The students told Motherboard they were “astonished” by the sheer volume of total data now available online and on the dark web. Metropolitansky and Attari said that even with privacy scandals now a weekly occurrence, the public is dramatically underestimating the impact on privacy and security these leaks, hacks, and breaches have in total.

Previous studies have shown that even within independent individual anonymized datasets, identifying users isn’t all that difficult.

In one 2019 UK study, researchers were able to develop a machine learning model capable of correctly identifying 99.98 percent of Americans in any anonymized dataset using just 15 characteristics. A different MIT study of anonymized credit card data found that users could be identified 90 percent of the time using just four relatively vague points of information.

Another German study looking at anonymized user vehicle data found that that 15 minutes’ worth of data from brake pedal use could let them identify the right driver, out of 15 options, roughly 90 percent of the time. Another 2017 Stanford and Princeton study showed that deanonymizing user social networking data was also relatively simple.

Individually these data breaches are problematic—cumulatively they’re a bit of a nightmare.

Metropolitansky and Attari also found that despite repeated warnings, the public still isn’t using unique passwords or password managers. Of the 96,000 passwords contained in one of the program’s output datasets—just 26,000 were unique.

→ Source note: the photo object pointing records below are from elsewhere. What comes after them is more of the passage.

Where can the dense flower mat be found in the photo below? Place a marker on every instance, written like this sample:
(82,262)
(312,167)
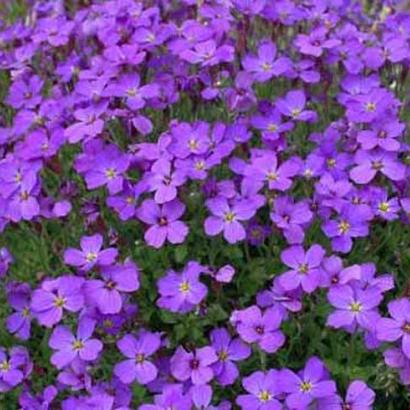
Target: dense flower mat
(204,204)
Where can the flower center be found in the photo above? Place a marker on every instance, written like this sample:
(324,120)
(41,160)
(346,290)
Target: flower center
(91,257)
(140,358)
(184,287)
(78,345)
(192,144)
(304,268)
(24,195)
(331,162)
(200,165)
(272,176)
(5,366)
(110,173)
(306,387)
(264,396)
(344,227)
(296,112)
(108,323)
(370,107)
(223,355)
(229,217)
(377,165)
(132,92)
(163,221)
(266,66)
(272,127)
(384,207)
(194,363)
(59,302)
(355,307)
(110,285)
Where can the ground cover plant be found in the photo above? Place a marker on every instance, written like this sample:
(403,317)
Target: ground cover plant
(204,205)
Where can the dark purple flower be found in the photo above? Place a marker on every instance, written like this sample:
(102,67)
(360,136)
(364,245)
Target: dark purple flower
(181,292)
(195,366)
(398,327)
(253,326)
(310,384)
(355,306)
(69,347)
(227,218)
(228,351)
(164,221)
(90,254)
(106,294)
(306,267)
(49,302)
(137,350)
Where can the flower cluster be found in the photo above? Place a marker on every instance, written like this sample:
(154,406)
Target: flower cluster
(193,186)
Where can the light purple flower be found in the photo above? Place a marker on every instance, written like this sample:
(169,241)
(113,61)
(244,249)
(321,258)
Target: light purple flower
(306,268)
(90,254)
(69,347)
(195,366)
(181,292)
(253,326)
(164,222)
(54,296)
(227,218)
(138,349)
(228,351)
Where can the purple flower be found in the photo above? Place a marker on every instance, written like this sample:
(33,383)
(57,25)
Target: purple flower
(181,292)
(129,87)
(172,396)
(164,182)
(106,294)
(69,347)
(355,306)
(208,54)
(253,326)
(5,261)
(306,267)
(265,65)
(164,222)
(265,169)
(15,366)
(24,203)
(310,384)
(315,43)
(358,397)
(137,350)
(25,92)
(293,106)
(397,328)
(19,322)
(263,389)
(228,351)
(369,164)
(382,134)
(291,218)
(108,168)
(195,366)
(271,125)
(90,254)
(227,218)
(89,124)
(49,302)
(351,223)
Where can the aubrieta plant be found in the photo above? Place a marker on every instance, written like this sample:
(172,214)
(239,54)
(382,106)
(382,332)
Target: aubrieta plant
(204,204)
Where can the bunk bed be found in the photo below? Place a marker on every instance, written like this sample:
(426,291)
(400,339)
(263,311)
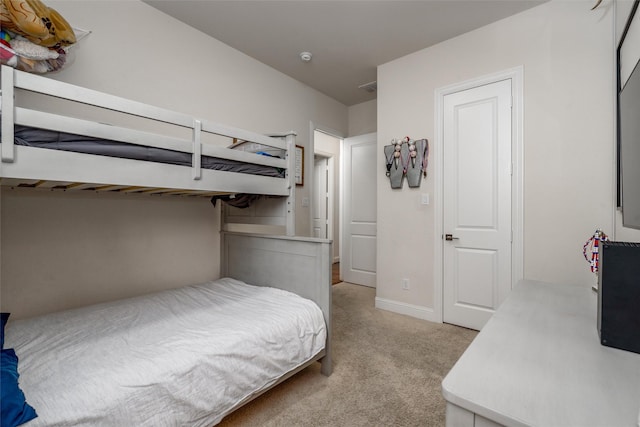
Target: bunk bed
(77,119)
(65,137)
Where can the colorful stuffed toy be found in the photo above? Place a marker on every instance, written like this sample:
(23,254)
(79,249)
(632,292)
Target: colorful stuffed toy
(36,22)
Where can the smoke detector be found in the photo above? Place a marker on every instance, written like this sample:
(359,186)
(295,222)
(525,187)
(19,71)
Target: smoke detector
(369,87)
(305,56)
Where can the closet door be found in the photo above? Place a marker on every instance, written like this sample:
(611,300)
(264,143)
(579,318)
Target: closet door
(358,259)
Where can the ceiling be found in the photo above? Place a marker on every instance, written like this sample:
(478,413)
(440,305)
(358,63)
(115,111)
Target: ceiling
(348,39)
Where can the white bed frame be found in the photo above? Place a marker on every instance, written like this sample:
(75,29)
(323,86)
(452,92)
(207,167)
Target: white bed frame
(301,265)
(70,171)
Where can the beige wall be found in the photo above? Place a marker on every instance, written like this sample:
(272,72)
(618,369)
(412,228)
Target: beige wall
(363,118)
(566,53)
(57,261)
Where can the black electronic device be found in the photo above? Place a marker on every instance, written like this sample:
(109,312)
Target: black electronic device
(619,295)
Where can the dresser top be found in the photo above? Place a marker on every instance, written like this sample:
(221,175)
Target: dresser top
(539,361)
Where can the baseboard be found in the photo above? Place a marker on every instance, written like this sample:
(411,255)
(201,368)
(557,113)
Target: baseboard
(420,312)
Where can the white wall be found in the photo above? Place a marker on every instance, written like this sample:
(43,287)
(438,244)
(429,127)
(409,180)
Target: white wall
(566,52)
(329,146)
(623,10)
(50,262)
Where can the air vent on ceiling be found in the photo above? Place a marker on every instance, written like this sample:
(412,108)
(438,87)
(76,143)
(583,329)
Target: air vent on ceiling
(369,87)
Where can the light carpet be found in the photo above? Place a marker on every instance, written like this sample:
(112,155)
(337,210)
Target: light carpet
(388,370)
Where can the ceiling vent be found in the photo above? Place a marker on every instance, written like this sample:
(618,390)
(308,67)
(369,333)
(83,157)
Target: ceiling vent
(369,87)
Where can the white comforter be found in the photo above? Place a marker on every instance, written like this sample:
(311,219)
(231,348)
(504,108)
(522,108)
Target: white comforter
(183,357)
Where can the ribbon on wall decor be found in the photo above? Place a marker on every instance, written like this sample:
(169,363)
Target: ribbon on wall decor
(406,158)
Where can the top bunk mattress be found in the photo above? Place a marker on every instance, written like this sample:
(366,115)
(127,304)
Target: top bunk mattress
(43,138)
(184,356)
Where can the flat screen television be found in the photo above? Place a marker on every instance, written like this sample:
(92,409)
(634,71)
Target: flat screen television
(629,135)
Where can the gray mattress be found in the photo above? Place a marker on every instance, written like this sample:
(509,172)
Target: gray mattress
(41,138)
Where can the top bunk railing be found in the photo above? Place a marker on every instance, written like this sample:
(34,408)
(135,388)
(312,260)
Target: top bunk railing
(193,144)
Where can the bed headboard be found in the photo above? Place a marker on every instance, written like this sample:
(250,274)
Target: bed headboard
(298,264)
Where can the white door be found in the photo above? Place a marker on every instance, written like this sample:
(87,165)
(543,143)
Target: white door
(477,203)
(320,197)
(359,224)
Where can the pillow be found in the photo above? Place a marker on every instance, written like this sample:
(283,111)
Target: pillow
(4,317)
(14,410)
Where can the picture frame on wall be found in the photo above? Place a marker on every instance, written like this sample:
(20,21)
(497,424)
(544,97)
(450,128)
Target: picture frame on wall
(299,171)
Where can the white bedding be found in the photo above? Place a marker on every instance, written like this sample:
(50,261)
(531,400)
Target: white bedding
(183,357)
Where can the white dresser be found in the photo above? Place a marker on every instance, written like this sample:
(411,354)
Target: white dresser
(539,362)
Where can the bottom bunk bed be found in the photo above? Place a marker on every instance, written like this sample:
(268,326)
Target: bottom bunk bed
(186,356)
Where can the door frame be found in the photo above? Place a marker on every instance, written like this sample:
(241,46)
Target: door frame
(313,127)
(517,182)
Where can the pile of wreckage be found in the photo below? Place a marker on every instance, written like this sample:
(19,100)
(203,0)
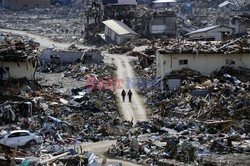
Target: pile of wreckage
(205,116)
(48,124)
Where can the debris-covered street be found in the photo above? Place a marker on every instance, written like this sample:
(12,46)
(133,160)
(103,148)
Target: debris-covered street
(124,82)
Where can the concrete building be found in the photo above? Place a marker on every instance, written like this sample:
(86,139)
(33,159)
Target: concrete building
(205,63)
(70,57)
(25,4)
(163,23)
(164,4)
(17,66)
(213,33)
(118,32)
(240,24)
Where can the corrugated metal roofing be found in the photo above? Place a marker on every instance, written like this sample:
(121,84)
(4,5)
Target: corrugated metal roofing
(203,29)
(225,4)
(119,27)
(165,1)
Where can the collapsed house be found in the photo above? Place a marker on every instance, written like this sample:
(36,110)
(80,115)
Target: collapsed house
(25,4)
(164,4)
(18,60)
(114,9)
(226,6)
(118,32)
(163,22)
(70,57)
(212,33)
(204,58)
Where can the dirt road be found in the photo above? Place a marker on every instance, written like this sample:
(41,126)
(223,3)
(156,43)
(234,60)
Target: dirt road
(130,110)
(134,110)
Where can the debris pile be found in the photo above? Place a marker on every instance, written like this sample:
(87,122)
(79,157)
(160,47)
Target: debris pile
(206,115)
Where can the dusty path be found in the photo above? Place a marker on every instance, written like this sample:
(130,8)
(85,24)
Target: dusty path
(130,110)
(135,109)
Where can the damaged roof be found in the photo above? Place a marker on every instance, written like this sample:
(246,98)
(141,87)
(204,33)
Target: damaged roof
(165,1)
(207,29)
(17,50)
(119,27)
(225,4)
(240,45)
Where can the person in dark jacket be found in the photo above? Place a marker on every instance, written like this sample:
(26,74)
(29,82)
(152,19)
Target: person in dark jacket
(123,95)
(130,95)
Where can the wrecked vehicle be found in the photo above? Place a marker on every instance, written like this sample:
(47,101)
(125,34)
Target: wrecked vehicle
(20,138)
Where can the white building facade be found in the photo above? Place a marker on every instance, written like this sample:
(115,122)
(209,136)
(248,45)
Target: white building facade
(204,63)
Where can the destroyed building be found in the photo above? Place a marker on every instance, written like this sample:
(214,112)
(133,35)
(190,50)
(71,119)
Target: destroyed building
(70,56)
(18,60)
(212,33)
(163,22)
(114,9)
(204,58)
(25,4)
(118,32)
(227,6)
(164,4)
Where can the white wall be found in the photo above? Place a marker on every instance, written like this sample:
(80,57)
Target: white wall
(119,39)
(204,63)
(216,33)
(240,28)
(24,69)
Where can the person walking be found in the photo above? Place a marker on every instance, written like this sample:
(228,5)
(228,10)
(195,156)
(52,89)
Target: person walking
(130,95)
(123,95)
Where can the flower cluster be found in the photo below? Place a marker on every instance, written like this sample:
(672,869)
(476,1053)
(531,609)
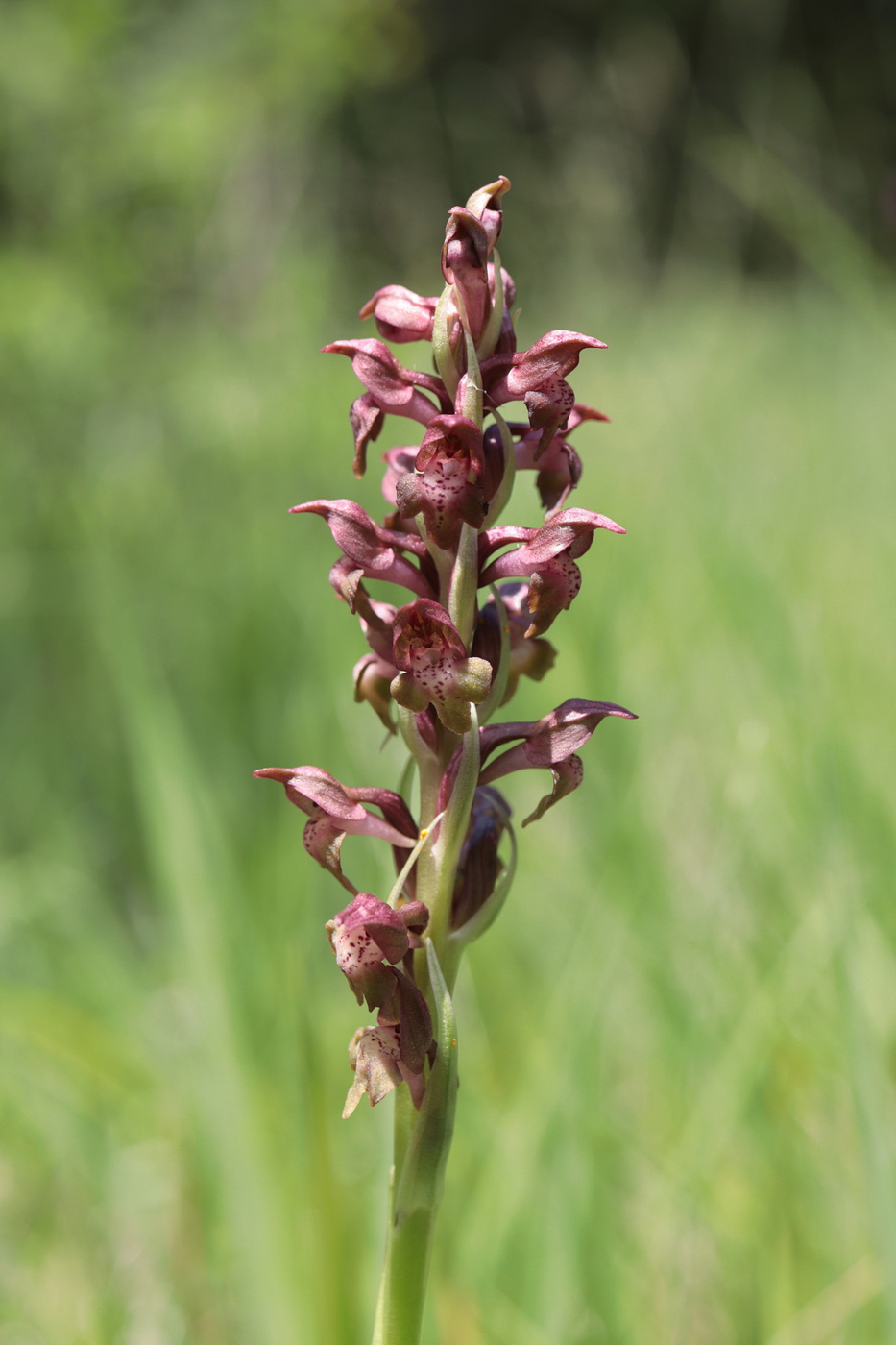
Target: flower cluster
(480,599)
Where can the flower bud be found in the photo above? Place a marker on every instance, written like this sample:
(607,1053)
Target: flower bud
(433,666)
(400,315)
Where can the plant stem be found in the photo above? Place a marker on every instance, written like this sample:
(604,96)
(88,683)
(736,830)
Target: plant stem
(422,1152)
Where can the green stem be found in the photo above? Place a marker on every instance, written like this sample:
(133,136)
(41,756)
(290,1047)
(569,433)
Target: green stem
(422,1152)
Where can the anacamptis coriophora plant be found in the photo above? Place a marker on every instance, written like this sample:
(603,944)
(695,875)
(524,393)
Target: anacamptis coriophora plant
(480,599)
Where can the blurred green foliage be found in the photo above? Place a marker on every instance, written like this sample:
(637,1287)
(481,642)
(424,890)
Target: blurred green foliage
(675,1120)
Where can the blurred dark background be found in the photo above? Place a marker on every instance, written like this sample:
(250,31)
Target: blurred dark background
(190,141)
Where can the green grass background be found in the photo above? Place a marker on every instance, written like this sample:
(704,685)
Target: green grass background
(675,1122)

The problem is compounded by the fact that the United States still doesn’t have even a basic privacy law for the internet era, thanks in part to relentless lobbying from a cross-industry coalition of corporations eager to keep this profitable status quo intact. As a result, penalties for data breaches and lax security are often too pathetic to drive meaningful change.

Harvard’s researchers told Motherboard there’s several restrictions a meaningful U.S. privacy law could implement to potentially mitigate the harm, including restricting data access to unauthorized employees, maininting better records on data collection and retention, and decentralizing data storage (not keeping corporate and consumer data on the same server).

Until then, we’re left relying on the promises of corporations who’ve repeatedly proven their privacy promises aren’t worth all that much.